TAKURO:みんなよく、J-ROCKが好き、洋楽が好き、ジャズが好きとか言いますけど、それを顕微鏡で見たら、人それぞれ、そこにはいろんな思いがあるんですよね。『Journey without a map』をやる前は、ナビで例えるなら、それを広い縮尺でしか見ていなかったというか……それを拡大していくと、そこには自分たちの知らなかった道があり広場があるんですよ。つまり、ジャズが好きだからといって、グラミー賞級のすごいジャズばかり聴いているわけではなく、GLAYの人がやっているジャズだったら、ちょっと聴いてみようとか、そういう層もいるわけです。逆に、いつもはGLAYのような音楽を聴いているけど、実はジャズにも興味があったとか。だったら、そういうところの橋渡しとして、自分なりのアプローチっていうのが、あるんじゃないかって思ったというか。そういう意味で、GLAYのファンと言われる人たちの、また違った一面も感じることができたので、それはすごく面白かったですよね。そう、今回の『SUMMERDELICS』のために俺が用意した曲のなかで、実は一曲、すごくGLAYらしい王道のバラードがあったんですけど、それは敢えてアルバムから外したんですよ。それをやると、今のGLAYのいい状態っていうのが、ちょっとボケるなって思って。自分の曲ながら、これはファンのみんながきっと好きだろうなって思いつつ、それは敢えて入れないことにしようと(笑)。まあ、ライブでは演っているんですけどね。

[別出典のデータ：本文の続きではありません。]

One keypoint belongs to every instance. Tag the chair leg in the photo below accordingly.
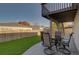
(65, 50)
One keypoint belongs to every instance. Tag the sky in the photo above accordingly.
(30, 12)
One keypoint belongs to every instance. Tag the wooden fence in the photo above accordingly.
(14, 36)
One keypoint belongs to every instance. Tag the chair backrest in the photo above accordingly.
(46, 39)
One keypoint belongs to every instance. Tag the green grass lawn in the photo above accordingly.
(19, 46)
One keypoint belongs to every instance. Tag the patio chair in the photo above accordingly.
(65, 44)
(47, 43)
(57, 39)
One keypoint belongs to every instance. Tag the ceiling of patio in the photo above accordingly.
(67, 16)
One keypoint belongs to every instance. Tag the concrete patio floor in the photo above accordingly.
(38, 50)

――そういう意味でも、この『SUMMERDELICS』は、まったく守りに入ってないというか、むしろ攻めのアルバムになっているわけですね。

TAKURO:まあ、守りも何も、さっきも言ったように、1曲目がHISASHIの「シン・ゾンビ」ですから(笑)。その時点で、普通の曲を書いても、自分のなかでOKが出ないですよね。あいつがあんな曲を書いてきているのに、何で俺はまだ好きだ嫌いだみたいな歌詞を書いているんだろうっていう(笑)。そういう意味で、やっぱりものすごく刺激にはなりますよね。

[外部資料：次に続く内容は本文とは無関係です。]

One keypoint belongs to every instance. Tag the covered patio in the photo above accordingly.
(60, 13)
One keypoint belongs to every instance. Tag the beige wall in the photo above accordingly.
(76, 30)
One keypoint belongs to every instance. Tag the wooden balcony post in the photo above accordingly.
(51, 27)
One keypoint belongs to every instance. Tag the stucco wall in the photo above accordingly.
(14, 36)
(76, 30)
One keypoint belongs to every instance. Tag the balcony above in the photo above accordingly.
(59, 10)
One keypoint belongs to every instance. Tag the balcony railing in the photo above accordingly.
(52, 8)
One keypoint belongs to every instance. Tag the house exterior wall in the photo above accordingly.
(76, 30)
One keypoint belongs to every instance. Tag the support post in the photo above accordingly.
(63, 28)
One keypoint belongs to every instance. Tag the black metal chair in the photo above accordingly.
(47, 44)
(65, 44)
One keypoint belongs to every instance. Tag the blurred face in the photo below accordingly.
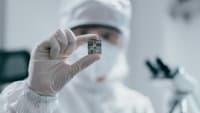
(109, 35)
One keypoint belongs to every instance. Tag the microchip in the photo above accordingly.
(94, 46)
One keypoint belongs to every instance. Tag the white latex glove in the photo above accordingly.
(48, 70)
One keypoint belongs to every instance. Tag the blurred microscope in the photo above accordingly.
(159, 71)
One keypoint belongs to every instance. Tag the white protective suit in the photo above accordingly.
(80, 95)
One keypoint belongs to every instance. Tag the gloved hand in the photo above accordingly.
(48, 70)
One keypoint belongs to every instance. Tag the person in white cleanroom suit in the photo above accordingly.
(183, 31)
(57, 82)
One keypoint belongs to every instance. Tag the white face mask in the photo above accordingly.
(100, 68)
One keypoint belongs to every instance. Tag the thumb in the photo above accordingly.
(67, 72)
(83, 63)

――それも含めて今、バンドの風通しが、非常に良いように感じました。

TAKURO:やっぱり、亀田さんとの出会いによって……もともと風通しが悪かったわけじゃないけど、亀田さんとやることによって、もっとすごく気持ちいい風が、スタジオにバンバン吹くようになったっていう感じですかね。だったら、夏に出すのがいいよっていう話になっていったわけだし。夏のGLAYというものを、自分たち自身が、楽しんでいこうっていう。

――実際、完成したアルバムを聴いて、TAKUROさん自身は、どんな感想を持っていますか?

TAKURO:うーん、まあでも、ある意味、またスタートラインに立った……っていうと、みんな笑うんだけど(笑)。でも、20周年を超えて、また誇らしいデビューアルバムができたような気持ちですね。一回目のデビューのときは、右も左もわからない、音楽業界の仕組みもレコーディングの仕方もわからないようなところで、何かこう情熱のままにやったけど、90年代が終わって、まわりのバンドが次々と終わっていくなか、自分たちは続けることを選んで……大人の洗礼みたいなものもいっぱい浴びましたけど、それでもやっぱり「バンドって楽しいよね」っていうことを、表現し続けたかったんですよね。契約でいつまでに出さなきゃいけないとか、そういったことではなく……というか、そういうことから逃れるために、自分たちでハンドルを握ることを決めましたし。なので、それに関しては良かったというか、音楽を作ることに対して、ピュアなままでいられて良かったなっていうのは思いますよね。そういう意味で、この『SUMMERDELICS』というアルバムを作れたことは、僕らにとっても、ひとつ区切りになるんじゃないかなって思います。